Boost庫提供了join()算法接受一個字符串容器作為第一個參數，根據第二個參數將這些字符串連接起來。

例子：

#include <boost/algorithm/string.hpp>
#include <string>
#include <iostream>
#include <vector>
using namespace std;
int main()
{
    vector<string> sVec{"ABC", "def", "GHIJK", "123456"};
    cout << boost::algorithm::join(sVec, "+**+") << endl;
}
輸出結果：
ABC+**+def+**+GHIJK+**+123456

替換字符串

std::string提供的replace成員函數的重載很多,但是都只提供了基于位置(index或iterator)的替換操作 (http://en.cppreference.com/w/cpp/string/basic_string/replace), 沒有基于子串比較再替換的操作。
Boost提供了基于比較的子串替換算法。

replace_first()替換第一個匹配的字符串。
replace_nth()替換第n(n>=0)個匹配的字符串。
replace_last()替換最后一個匹配的字符串。
replace_all()替換所有匹配的字符串。
replace系列的copy版本。

例子:

#include <boost/algorithm/string.hpp>
#include <string>
#include <iostream>
using namespace std;
int main()
{
    string s("AbcDeFGHIJklmn");
    s += s;
    s += s;
    cout << "Input String: " << s << endl;
    cout << boost::algorithm::replace_all_copy(s, "AbcD", "**") << endl;
    cout << boost::algorithm::replace_first_copy(s, "AbcD", "**") << endl;
    cout << boost::algorithm::replace_last_copy(s, "AbcD", "**") << endl;
    cout << boost::algorithm::replace_nth_copy(s, "AbcD", 1, "**") << endl;
}
輸出結果：
Input String: AbcDeFGHIJklmnAbcDeFGHIJklmnAbcDeFGHIJklmnAbcDeFGHIJklmn
**eFGHIJklmn**eFGHIJklmn**eFGHIJklmn**eFGHIJklmn
**eFGHIJklmnAbcDeFGHIJklmnAbcDeFGHIJklmnAbcDeFGHIJklmn
AbcDeFGHIJklmnAbcDeFGHIJklmnAbcDeFGHIJklmn**eFGHIJklmn
AbcDeFGHIJklmn**eFGHIJklmnAbcDeFGHIJklmnAbcDeFGHIJklmn

消除字符串兩端的特殊字符

很多時候,我們會希望刪除字符左右兩邊的空白字符。

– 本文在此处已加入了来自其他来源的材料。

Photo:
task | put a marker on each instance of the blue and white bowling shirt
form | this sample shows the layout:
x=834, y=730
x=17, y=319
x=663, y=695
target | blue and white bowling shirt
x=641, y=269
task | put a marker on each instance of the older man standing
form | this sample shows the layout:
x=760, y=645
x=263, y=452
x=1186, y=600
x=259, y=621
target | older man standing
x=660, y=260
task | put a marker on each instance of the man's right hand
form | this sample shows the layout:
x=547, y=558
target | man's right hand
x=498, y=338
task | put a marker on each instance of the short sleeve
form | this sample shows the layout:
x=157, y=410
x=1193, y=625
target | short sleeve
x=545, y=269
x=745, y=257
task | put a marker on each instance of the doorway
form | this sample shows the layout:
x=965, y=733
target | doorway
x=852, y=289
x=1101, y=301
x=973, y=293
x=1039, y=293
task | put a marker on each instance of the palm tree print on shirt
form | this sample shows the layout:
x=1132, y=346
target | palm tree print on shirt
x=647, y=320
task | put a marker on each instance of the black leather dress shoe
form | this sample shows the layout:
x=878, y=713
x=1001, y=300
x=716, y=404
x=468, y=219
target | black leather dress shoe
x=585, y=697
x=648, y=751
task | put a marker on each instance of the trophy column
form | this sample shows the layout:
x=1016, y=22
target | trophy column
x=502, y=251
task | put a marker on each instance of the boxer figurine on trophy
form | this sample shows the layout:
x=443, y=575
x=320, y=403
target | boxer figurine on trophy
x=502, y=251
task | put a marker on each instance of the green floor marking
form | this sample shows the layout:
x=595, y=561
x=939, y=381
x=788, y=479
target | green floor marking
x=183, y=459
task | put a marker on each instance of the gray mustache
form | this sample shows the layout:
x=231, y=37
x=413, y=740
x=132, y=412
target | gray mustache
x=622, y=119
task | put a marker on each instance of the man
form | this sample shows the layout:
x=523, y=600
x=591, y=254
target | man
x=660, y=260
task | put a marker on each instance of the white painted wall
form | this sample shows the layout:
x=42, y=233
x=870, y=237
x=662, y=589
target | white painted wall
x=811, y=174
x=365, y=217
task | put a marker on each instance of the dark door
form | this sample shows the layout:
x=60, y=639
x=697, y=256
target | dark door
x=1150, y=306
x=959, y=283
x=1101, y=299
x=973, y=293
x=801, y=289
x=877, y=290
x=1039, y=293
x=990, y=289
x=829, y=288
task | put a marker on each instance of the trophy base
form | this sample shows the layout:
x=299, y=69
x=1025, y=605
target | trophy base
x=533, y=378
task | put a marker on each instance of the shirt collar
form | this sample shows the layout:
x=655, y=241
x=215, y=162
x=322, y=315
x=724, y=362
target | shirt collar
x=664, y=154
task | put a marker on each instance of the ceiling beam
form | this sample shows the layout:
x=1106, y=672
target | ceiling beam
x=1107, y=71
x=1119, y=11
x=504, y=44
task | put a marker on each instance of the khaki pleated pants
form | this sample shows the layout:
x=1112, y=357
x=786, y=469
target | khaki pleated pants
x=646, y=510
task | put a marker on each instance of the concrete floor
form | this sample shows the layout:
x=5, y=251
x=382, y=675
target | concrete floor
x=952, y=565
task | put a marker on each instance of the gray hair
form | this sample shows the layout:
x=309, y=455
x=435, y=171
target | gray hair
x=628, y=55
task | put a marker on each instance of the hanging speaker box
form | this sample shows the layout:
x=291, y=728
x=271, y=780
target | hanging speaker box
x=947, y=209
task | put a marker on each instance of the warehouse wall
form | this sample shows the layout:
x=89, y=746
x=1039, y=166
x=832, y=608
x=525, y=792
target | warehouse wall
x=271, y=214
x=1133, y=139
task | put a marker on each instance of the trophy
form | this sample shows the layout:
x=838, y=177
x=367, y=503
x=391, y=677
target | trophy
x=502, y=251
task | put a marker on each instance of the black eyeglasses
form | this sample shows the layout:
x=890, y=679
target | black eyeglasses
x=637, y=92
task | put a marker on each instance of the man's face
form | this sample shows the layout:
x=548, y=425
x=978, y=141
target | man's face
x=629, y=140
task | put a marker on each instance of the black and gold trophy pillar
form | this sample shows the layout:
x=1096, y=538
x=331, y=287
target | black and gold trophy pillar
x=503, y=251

Boost提供了幾個算法來實現這個功能。

trim_left()刪除字符串左邊的空白。
trim_right()刪除字符串右邊的空白。
trim()刪除字符串左右兩邊的空白。
trim系列的copy版本。

有時候,我們想要刪除的不僅僅是字符串左右兩邊的空白,而是其它一下特定的字符。

trim_left_if()
trim_right_if()
trim_if()
trim_if系列的copy版本,如果`trim_left_copy_if`...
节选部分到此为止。